Below are some project ideas for the class. You're also welcome
to propose your own project. We'll pick projects in the
class' first meeting.
Robotic Manipulation
We would like our robots to be able to perceive even novel objects that it
has never seen before, and be able to figure out how to grasp them or to
manipulate them. In this project, students will apply
machine learning to develop algorithms to enable STAIR to do these things.
Planned projects include:
(a) Using touch sensing (haptic grasping). The human sense of touch is
tremendously helpful for grasping objects and manipulating objects. STAIR
currently uses no touch (haptic) information, even though we already have touch
sensors on the robot. In this project, we'll develop algorithms to interpret
the touch sensor data, and apply this to the problems of grasping objects
and of opening doors.
(b) Grasping using 3d sensors. Unlike humans, our robots are
not limited to a few senses such as sight and touch. For example, one of
STAIR's sensors is a high-resolution 3d scanner, that lets us directly measure
the 3d position of every pixel seen in our camera. In this project, you'll
develop algorithms to enable the robot to use this scanner to grasp and
manipulate objects.
Robotic perception, computer vision, object recognition.
Most work in computer vision has focused on using a single camera (visible light) to
detect objects. This has proved to be very hard to do well. In contrast, STAIR is instrumented
with multiple cameras, range scanners, and other
sensors. Using these sensors, we believe you'll be able to make
object recognition dramatically better than the state-of-the-art in the literature,
and develop practical object recognition systems.
Planned projects include: (a) Object recognition from 3d. Using a high-resolution
3d scanner, develop learning approaches to object recognition that use 3d data
as well as visible light. (b) Hyperspectral imaging. Whereas most cameras
measure light energy in the red, blue and green channels (corresponding to the human
eye), there is no reason for robots not to use other light spectra--including ones
that humans cannot see. In this project, students will develop object recognition
algorithms that use hyperspectral imaging. (c) High resolution images. Most computer
vision algorithms are tuned to relatively low resolution (say 320x240, or 640x480) images.

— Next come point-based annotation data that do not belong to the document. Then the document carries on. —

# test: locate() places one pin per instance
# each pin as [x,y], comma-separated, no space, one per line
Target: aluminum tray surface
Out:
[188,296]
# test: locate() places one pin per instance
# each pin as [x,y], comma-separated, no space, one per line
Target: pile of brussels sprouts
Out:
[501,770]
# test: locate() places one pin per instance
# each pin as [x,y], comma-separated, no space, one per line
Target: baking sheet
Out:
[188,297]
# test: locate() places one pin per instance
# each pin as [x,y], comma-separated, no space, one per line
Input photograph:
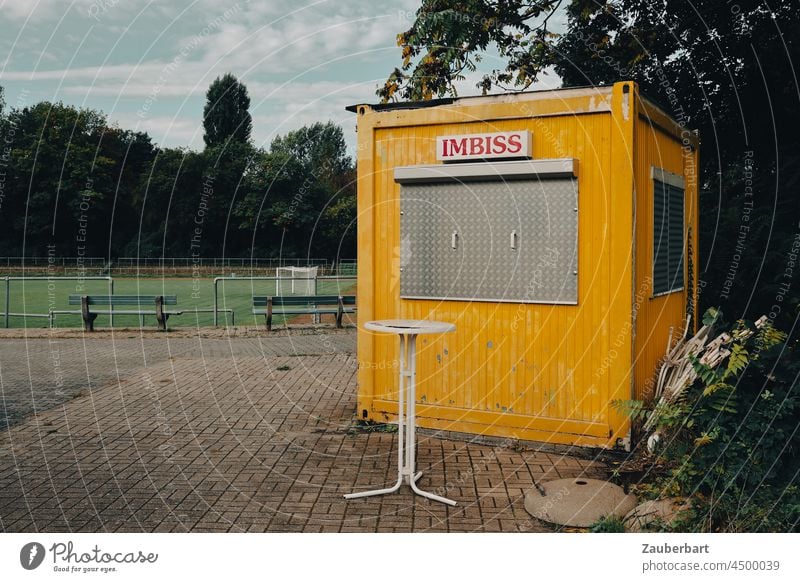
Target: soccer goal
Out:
[296,281]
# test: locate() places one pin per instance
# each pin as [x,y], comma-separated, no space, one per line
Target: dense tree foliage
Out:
[723,68]
[226,115]
[76,186]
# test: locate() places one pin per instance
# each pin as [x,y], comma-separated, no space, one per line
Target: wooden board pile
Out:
[677,372]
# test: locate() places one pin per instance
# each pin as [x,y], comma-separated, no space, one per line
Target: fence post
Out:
[111,307]
[216,322]
[8,303]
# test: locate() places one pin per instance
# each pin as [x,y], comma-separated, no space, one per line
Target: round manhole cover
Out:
[578,502]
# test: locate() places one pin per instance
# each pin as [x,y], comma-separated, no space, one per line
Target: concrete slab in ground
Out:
[235,436]
[578,502]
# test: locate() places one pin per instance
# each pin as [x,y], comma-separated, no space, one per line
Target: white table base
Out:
[406,447]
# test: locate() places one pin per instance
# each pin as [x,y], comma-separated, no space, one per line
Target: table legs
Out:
[406,431]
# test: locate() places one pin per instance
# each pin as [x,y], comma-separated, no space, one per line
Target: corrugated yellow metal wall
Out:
[658,318]
[540,372]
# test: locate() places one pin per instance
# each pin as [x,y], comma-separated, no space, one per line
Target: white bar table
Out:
[407,330]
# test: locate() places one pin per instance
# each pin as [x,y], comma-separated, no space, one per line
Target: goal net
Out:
[296,281]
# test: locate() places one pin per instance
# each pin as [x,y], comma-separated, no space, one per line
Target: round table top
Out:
[409,326]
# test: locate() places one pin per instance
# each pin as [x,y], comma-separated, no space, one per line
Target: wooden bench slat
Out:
[303,305]
[157,301]
[123,299]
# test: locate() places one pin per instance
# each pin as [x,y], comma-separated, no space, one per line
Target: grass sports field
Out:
[40,296]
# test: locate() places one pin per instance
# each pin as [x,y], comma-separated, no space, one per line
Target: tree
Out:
[720,67]
[450,36]
[226,115]
[300,198]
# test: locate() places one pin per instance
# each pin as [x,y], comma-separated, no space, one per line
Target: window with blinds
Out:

But given a 10 megapixel camera, we will be able to dramatically better see small
object features better, and improve object recognition. In this project, students
will explore the use of high resolution images for object recognition.
Robot navigation using cameras.
Most robots today use very expensive (~$5K) laser scanners to measure distances
and detect obstacles. We envision using inexpensive cameras to develop new
navigation systems, as well as improve STAIR's laser scanner-based navigation.
The key trick will be using an upward facing camera and a map of the ceiling.
Specifically, students will use a camera (and possibly a laser) pointed at the
ceiling) to map out the ceiling of a building, and use that for navigation.
The principal advantage of this is that even though chairs may be moved, doors
may open and shut, etc. so that the environment can change significantlt from
week to week, the appearance of a building's ceiling hardly ever changes. So,
this provides robots a way to determine their absolute position even over long
timescales.
Miscellany: More specialized projects.
Here're a few other project ideas that are more specialized to specific
technical areas. I'd recommend you work on these only if you have particular
expertise and excitement in the topic described.
(a) Spoken dialog system/speech recognition. In this project,
students will develop a spoken dialog system for STAIR, to enable it to engage
in complex dialog and understand complex requests to carry out different tasks.
(b) Structure from motion for obstacle avoidance. In this projects, students will
use a camera to detect obstacles in the robot's environment, even ones that cannot
be sensed with a laser.
(c) Computer graphics data synthesis. In this computer graphics+computer vision project, students will
artificially synthesize many images of office scenes,
to provide training data to learning algorithms, to improve object recognition performance.
Propose your own.
You are also welcome to propose your own research project.